Nikhil Kalra llvmlistbot at llvm.org
Thu Feb 13 12:22:07 PST 2025


https://github.com/nikalra updated https://github.com/llvm/llvm-project/pull/127118

>From b6d637b02c31f90a1f959d5f0864866e3851ec0e Mon Sep 17 00:00:00 2001
From: Nikhil Kalra <nkalra at apple.com>
Date: Thu, 13 Feb 2025 12:08:49 -0800
Subject: [PATCH 1/3] [mlir] Python: write bytecode to a file path

The current `write_bytecode` implementation necessarily requires the serialized module to be duplicated in memory when the python `bytes` object is created and sent over the binding.

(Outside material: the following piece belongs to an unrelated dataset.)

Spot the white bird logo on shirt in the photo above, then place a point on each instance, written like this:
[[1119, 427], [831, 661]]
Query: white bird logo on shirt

For modules with large resources, we may want to avoid this in-memory copy by serializing directly to a file instead of sending bytes across the boundary.
---
 mlir/lib/Bindings/Python/IRCore.cpp      | 40 ++++++++++++++++++------
 mlir/lib/Bindings/Python/NanobindUtils.h | 22 ++++++++++++-
 mlir/python/mlir/_mlir_libs/_mlir/ir.pyi |  6 ++--
 mlir/test/python/ir/operation.py         |  5 +++
 4 files changed, 60 insertions(+), 13 deletions(-)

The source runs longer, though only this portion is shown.